Deployment

Overview

Prophecy Deployment Modes

Prophecy supports multiple deployment modes. Some of our customers use Prophecy SaaS version, where they sign-in and connect to their existing Spark account. Other customers are large Enterprises and require custom deployments.

Prophecy SaaS

Prophecy SaaS currently supports Databricks. The sign up process is pretty self explanatory, and all you need to do it to add

  • Email
  • Pointer to Databricks - URL, Token

Here are the primary interactions

  • Prophecy will spin up a Databricks cluster for development on demand, while you’re developing workflows.
  • Your data stays within your network and so does the compute, so this is fairly secure
  • Any secrets you create are also stored in Databricks using dbutils, and Prophecy does not store them

Use the following screen to sign up, there is a link on the top right for instructions:

Prophecy Enterprise

Prophecy Enterprise is deployed within the customer network, ideally on a Kubernetes cluster on-premises or on a public cloud. Prophecy integrates with rest of your infrastructure. Here is a logical model of how Prophecy deploys

Deeper Dive

Prophecy will install in your private cloud or within your network in the public cloud. Here are the primary integration points

  1. Spark: Prophecy can connect in two ways
    • Livy: Livy Server is present on a majority of platforms and this includes cloud providers such as EMR, or on-premises vedors such as Cloudera, Hortonworks and MapR.
    • API: Databricks provides an API using a public URL, to be accessed via a token, and works well with Prophecy. We also use this API for other tasks such as listing files in DBFS.
  2. Identity: For Enterprises, having identity connection is a must-have and we connect to Active Directory, and LDAP and use the user connections.

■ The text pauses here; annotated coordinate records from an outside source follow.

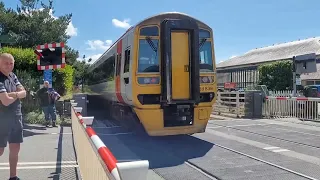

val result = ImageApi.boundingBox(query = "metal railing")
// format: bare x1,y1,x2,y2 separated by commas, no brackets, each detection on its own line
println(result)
213,91,245,117
263,96,320,121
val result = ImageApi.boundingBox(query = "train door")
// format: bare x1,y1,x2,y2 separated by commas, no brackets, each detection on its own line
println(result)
123,46,132,101
160,19,200,106
171,31,190,100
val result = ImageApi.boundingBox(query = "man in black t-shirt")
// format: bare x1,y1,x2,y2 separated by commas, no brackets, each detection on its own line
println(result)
36,81,60,127
0,53,26,180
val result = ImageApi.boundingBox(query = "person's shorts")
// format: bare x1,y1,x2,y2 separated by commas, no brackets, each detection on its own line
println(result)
0,115,23,148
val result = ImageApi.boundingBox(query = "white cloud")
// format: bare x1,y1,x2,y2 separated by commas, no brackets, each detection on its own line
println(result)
87,40,112,51
112,19,131,29
21,8,78,36
67,22,78,36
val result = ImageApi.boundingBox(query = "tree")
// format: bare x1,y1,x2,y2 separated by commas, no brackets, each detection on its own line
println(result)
0,0,79,65
258,61,292,90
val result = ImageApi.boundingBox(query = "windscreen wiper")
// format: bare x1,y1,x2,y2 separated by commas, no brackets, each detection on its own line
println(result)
146,36,157,52
199,38,207,49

For Spark on Hadoop clusters that have kerberos, the pass this user identity into the Hadoop cluster for jobs spun up by the user.
  3. Git: We connect to the customer Git - now this can be Github Enterprise, Bitbucket, GitLab or any other Git provider.
  4. CI/CD: If you’re using Prophecy Airflow for scheduling, we will take care of the CI/CD pipeline.
    • However, many Enterprises have an existing Enterprise scheduler (more prevalent on premises). In this case, you can just use Prophecy for development and use Prophecy to commit to Git. Your CI/CD pipeline can then be triggered from this commit. Prophecy developed tests are often run in this pipeline as well.